The Philippines is the Mecca for global outsourcing. So we’re monitoring the market and keeping you up to date with the happenings.  Welcome to Inside Outsourcing: Philippine edition!

The global economic slowdown and cost-cutting measures of foreign companies could boost the Philippine Business Process Outsourcing (BPO) industry this year. According to the IT and Business Process Association of the Philippines (IBPAP), organizations will continue to outsource and use global business services to drive some cost optimization initiatives. This could bring the Philippines US$35.9 billion in revenues and 1.7 million full-time outsourcing employees by year-end.

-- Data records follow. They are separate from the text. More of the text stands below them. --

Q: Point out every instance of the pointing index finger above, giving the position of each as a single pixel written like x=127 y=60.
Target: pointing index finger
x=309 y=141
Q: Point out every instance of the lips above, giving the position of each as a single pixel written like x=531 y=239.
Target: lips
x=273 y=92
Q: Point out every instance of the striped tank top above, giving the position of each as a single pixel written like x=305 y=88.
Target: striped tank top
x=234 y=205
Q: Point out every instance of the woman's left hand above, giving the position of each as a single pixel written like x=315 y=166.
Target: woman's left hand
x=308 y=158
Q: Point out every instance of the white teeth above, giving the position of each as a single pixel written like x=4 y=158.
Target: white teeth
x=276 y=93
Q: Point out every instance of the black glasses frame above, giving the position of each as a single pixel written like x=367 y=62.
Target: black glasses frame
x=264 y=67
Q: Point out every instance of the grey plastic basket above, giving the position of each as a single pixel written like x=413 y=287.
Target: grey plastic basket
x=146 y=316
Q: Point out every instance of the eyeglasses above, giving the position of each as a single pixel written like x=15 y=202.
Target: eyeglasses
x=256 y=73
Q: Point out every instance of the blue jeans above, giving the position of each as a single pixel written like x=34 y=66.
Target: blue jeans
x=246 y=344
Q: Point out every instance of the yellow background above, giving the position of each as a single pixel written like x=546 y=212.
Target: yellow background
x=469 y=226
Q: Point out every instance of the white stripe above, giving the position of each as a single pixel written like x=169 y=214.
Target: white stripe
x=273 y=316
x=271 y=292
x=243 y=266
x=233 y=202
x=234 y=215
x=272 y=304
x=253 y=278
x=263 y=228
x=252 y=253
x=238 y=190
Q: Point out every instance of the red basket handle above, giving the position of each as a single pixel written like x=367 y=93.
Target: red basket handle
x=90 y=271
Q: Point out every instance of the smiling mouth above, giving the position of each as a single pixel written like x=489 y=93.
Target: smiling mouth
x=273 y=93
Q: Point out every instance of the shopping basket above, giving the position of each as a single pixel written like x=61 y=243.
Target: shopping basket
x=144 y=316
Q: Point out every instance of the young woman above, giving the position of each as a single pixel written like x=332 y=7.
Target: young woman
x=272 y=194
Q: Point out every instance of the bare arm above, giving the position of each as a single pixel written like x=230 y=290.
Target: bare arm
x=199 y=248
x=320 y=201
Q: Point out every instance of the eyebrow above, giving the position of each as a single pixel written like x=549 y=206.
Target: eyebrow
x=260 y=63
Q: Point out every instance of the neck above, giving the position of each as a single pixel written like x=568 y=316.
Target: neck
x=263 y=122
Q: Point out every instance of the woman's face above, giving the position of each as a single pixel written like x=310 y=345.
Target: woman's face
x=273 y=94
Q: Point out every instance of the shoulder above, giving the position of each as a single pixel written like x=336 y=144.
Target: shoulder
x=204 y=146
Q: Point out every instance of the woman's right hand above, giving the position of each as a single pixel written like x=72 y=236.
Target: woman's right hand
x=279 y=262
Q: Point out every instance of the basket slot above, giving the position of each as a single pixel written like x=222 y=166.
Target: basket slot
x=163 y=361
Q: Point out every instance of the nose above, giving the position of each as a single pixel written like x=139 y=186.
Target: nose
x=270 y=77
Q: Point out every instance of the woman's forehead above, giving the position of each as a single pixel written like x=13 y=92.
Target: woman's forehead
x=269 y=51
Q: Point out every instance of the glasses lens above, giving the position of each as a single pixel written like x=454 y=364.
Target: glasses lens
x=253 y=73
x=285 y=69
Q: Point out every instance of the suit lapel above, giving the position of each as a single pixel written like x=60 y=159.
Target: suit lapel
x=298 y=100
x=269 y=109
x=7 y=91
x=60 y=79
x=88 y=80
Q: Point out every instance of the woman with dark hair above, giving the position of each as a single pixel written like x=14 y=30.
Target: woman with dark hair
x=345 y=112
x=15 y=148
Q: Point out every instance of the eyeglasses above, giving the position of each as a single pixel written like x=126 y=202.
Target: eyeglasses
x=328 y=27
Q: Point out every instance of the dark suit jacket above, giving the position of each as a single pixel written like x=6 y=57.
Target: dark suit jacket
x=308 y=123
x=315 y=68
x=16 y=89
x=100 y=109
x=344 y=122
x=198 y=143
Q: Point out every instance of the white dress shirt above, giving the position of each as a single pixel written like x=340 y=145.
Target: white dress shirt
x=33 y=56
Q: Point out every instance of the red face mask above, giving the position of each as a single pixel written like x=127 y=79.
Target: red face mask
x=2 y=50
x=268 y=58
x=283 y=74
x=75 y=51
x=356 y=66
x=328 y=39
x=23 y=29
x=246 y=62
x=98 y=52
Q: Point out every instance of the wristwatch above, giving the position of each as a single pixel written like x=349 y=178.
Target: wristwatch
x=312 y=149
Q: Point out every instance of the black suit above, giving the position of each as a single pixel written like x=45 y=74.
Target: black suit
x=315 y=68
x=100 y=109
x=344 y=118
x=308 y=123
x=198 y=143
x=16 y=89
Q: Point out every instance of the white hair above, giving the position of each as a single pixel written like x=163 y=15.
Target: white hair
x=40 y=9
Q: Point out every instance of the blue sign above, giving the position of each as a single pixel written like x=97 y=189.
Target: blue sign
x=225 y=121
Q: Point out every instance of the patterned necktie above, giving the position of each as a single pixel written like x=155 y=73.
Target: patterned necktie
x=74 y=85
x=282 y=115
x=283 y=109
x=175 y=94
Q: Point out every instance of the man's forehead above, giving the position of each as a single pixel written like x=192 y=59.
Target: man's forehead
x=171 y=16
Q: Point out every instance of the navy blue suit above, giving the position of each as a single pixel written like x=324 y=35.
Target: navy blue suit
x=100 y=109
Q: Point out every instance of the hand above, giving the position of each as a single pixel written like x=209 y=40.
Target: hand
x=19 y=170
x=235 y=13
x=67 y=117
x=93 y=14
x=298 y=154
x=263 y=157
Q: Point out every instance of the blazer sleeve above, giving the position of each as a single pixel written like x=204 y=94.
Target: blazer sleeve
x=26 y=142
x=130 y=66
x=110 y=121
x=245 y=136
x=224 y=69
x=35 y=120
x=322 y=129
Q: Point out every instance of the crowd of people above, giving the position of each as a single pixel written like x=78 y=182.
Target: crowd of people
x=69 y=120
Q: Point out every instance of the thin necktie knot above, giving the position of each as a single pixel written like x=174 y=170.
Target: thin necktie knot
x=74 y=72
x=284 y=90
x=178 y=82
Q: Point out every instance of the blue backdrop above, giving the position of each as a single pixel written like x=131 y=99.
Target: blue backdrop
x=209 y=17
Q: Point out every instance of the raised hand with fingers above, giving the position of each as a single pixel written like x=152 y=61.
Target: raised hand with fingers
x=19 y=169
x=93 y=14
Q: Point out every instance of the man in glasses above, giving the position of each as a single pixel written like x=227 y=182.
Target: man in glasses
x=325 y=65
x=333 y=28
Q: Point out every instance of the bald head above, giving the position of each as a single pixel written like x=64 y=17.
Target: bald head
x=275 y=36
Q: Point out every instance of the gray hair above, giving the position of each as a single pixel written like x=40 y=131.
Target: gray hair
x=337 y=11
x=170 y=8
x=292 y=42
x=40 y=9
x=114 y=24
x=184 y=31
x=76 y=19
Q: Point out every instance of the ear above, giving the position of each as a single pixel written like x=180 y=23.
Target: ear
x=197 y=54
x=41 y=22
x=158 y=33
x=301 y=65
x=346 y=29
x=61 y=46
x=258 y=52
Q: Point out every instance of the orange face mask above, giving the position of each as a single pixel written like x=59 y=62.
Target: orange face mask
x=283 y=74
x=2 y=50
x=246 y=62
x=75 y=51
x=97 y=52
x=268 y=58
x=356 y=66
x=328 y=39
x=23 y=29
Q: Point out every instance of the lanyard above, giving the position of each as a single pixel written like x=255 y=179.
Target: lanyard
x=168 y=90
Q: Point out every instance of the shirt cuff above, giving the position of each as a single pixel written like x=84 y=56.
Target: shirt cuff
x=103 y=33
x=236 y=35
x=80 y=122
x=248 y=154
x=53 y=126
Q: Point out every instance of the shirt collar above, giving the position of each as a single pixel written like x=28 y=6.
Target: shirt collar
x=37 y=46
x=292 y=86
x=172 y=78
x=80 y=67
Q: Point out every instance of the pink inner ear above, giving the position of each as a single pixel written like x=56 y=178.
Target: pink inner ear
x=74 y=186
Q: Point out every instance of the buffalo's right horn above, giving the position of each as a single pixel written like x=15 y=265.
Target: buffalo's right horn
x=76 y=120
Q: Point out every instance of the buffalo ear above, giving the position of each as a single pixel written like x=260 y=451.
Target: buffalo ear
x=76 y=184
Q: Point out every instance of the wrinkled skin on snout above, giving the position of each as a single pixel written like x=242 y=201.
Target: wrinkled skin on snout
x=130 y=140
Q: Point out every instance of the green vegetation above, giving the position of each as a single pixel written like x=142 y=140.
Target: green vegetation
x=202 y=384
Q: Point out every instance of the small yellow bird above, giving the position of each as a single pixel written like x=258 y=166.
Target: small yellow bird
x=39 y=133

Despite global fears of recession, the Philippine labor market remains strong, with the country’s employment rate increased to a recent high of 95.2% for January 2023. The latest data from the Philippine Statistics Authority (PSA) revealed that 4.09 million new employees were added in January, resulting in an overall count of 47.35 million. PSA Undersecretary Claire Dennis Mapa said the country’s job market is back to pre-pandemic levels. National Economic and Development Authority (NEDA) Secretary Arsenio Balisacan added that the government needs to generate more high-quality jobs to retain the improving employment rate.

Outsourcing company Connected Women shared its secrets for creating an inclusive tech workplace during the Payoneer WOMENtrepreneurs Meetup.  Connected Women Co-founder & CEO Gina Romero said that at least five million women are out of the workforce due to family commitments. To help address the problem, the firm helps local women develop their online skills and trains them in data annotation to provide socially-responsible outsourcing to global AI companies.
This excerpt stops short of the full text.